Świadkiem zdarzenia był inny mieszkaniec okolicy, który natychmiast ruszył z pomocą. Jeszcze przed przyjazdem służb ratunkowych rozpoczął on resuscytację krążeniowo-oddechową. Chwilę później na miejsce dotarli strażacy oraz zespół pogotowia ratunkowego, którzy przejęli akcję ratunkową. Reanimacja trwała kilkadziesiąt minut, jednak mimo wysiłków ratowników, lekarz stwierdził zgon mężczyzny o godzinie 9.26.
Polecany artykuł:
Sprawą zajmuje się Prokuratura Rejonowa w Sieradzu
Tragiczne zdarzenie poruszyło lokalną społeczność. Gospodarstwo, w którym doszło do wypadku, było od lat prowadzone przez rodzinę mężczyzny, a sam 37-latek uchodził za doświadczonego rolnika. Okoliczni mieszkańcy podkreślają, że był osobą pomocną i zawsze gotową do pracy.

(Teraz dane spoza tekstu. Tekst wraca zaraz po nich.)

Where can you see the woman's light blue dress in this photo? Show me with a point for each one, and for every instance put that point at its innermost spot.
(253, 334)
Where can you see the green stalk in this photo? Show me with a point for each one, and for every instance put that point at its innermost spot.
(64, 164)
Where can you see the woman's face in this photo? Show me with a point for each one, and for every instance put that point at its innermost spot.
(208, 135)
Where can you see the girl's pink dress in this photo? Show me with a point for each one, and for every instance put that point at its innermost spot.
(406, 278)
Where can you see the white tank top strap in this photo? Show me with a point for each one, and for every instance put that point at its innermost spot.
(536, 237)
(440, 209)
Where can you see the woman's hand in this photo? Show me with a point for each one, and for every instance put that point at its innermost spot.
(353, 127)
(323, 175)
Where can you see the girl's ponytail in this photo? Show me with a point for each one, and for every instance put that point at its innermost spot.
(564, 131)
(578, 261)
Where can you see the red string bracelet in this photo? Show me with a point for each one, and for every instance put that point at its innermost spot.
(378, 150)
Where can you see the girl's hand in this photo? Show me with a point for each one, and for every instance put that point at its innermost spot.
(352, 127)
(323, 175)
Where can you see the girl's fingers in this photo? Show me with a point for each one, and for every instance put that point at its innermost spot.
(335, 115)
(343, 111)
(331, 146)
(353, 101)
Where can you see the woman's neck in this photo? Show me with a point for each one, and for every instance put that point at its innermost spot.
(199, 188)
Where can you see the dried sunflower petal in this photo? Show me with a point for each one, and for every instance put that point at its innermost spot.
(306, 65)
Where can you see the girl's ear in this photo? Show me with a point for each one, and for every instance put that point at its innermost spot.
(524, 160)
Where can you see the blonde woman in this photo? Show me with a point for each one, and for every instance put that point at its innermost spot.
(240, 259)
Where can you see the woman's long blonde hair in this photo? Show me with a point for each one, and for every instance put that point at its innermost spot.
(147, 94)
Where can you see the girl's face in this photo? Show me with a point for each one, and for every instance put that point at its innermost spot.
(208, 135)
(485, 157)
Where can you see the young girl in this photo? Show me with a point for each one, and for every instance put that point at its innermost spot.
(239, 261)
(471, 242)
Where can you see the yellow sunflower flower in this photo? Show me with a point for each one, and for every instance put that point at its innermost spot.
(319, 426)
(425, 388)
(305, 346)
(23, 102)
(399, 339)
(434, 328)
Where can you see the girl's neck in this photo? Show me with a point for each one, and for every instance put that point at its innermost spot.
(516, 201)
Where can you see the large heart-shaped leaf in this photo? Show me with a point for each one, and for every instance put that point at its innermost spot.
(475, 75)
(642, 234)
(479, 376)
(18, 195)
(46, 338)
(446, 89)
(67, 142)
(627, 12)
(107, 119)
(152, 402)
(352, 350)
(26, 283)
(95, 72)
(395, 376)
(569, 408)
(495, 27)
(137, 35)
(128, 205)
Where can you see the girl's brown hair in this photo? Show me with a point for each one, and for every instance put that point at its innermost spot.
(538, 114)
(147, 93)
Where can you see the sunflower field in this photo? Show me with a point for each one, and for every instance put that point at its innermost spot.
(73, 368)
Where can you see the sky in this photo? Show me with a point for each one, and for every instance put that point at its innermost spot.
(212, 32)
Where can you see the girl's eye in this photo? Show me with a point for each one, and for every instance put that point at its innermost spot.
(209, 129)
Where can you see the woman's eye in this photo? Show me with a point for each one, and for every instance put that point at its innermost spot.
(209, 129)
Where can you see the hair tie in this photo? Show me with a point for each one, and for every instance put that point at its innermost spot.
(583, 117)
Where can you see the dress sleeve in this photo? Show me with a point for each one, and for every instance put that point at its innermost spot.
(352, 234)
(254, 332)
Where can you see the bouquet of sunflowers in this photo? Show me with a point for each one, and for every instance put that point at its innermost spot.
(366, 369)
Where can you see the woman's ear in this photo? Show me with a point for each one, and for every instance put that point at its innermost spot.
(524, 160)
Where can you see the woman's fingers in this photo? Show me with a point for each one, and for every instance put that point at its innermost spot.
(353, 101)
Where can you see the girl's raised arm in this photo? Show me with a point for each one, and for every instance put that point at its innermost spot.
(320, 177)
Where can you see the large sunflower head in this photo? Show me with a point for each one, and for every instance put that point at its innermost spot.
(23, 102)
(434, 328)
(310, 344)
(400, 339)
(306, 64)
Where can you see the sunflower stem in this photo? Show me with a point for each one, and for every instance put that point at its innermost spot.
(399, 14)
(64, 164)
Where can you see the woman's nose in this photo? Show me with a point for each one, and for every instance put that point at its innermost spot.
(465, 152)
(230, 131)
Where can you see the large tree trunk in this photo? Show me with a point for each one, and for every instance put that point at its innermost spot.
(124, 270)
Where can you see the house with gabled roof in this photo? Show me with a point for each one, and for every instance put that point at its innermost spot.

Sprawą zajmuje się Prokuratura Rejonowa w Sieradzu, która prowadzi śledztwo mające ustalić dokładny przebieg i okoliczności wypadku.
– Wyjaśniamy dokładne przyczyny i okoliczności tego zdarzenia pod nadzorem Prokuratury Rejonowej w Sieradzu – przekazała "Super Expressowi" asp. sztab. Agnieszka Kulawiecka, rzeczniczka miejscowej komendy policji.
Śledczy będą ustalać m.in., czy podczas naprawy kombajnu zachowane zostały wszelkie zasady bezpieczeństwa oraz skąd pochodziło napięcie, które poraziło mężczyznę. Wyniki postępowania mają zostać przedstawione w najbliższych tygodniach.